Definitely one who has fallen off and have felt convicted to start back up. I feel that I never made a commitment to reviewing my verses as I always had an easy time memorizing quickly, however that Changed recently and things aren't sticking. So until July 1st I am going to get in the routine of picking up my verse pack and actually reviewing before adding a new verse. I need to find real commitment in my heart to this and not rely on my quick to memorize brain
To be honest, I haven't memorized the previous set of verses just due to busyness and fatigue. But in the past I have been able to be consistent without strategy or lots of effort- guess I have to change my game plan :) I am memorizing the next 2 verses just to keep on track and be more challenged.
2 corinthians 6:8-9
8 through honor and dishonor, through slander and praise. We are treated as impostors, and yet are true; 9 as unknown, and yet well known; as dying, and behold, we live; as punished, and yet not killed;
agh! i'm not memorizing anything. i use to, always.
need to. hmm, what?
i was reading 1 kings this a.m. one of solomon's prayers struck me. i should memorize that.
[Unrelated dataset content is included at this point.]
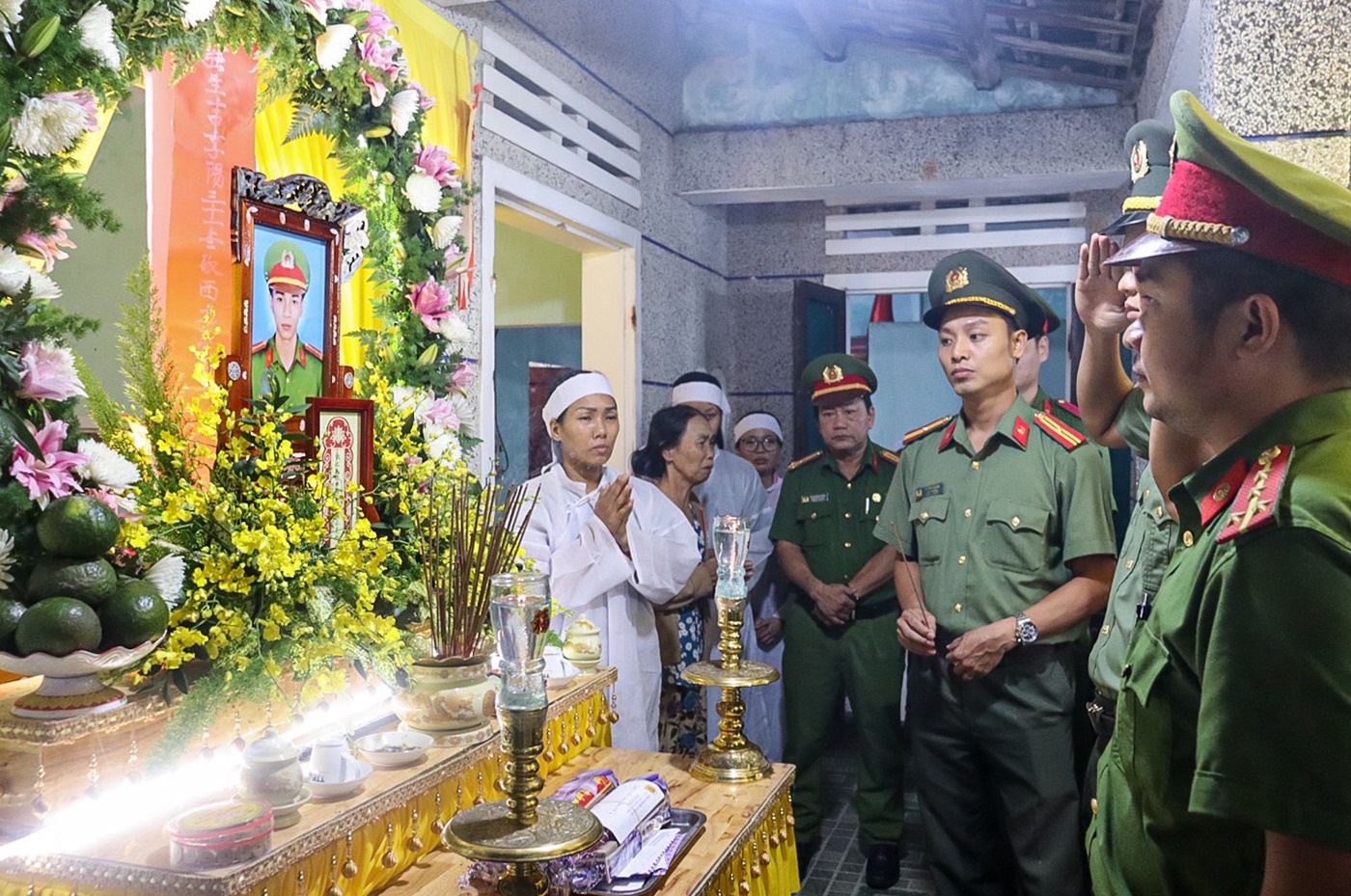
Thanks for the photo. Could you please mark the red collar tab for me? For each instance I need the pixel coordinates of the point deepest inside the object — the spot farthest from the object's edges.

Jumping back on!! For He will give His angels charge concerning you, to guard you in all your ways. Ps. 91:11
I've not been diligent the last few weeks so I'm going to review and keep working on my previous verses. I've set an alarm on my phone to alert me a few days before the 1st and 15th each month so I can remember to plan ahead and consider what to memorize next. :)
I know this is ridiculously late -
I kept trying to find this passage and couldn't!
Then I remembered Caylin posted it on her blog -
Thanks, Caylin!
Psalm 139:13-16 NIV)
"For you created my inmost being;
you knit me together in my mother’s womb.
I praise you because I am fearfully and wonderfully made;
your works are wonderful,
I know that full well.
My frame was not hidden from you
when I was made in the secret place,
when I was woven together in the depths of the earth.
Your eyes saw my unformed body;
all the days ordained for me were written in your book
before one of them came to be."
Colossians 3:16
Let the word of Christ dwell in you richly, teaching and admonishing one another in all wisdom, signing psalms and hymns and spiritual songs with thankfulness in your hearts to God.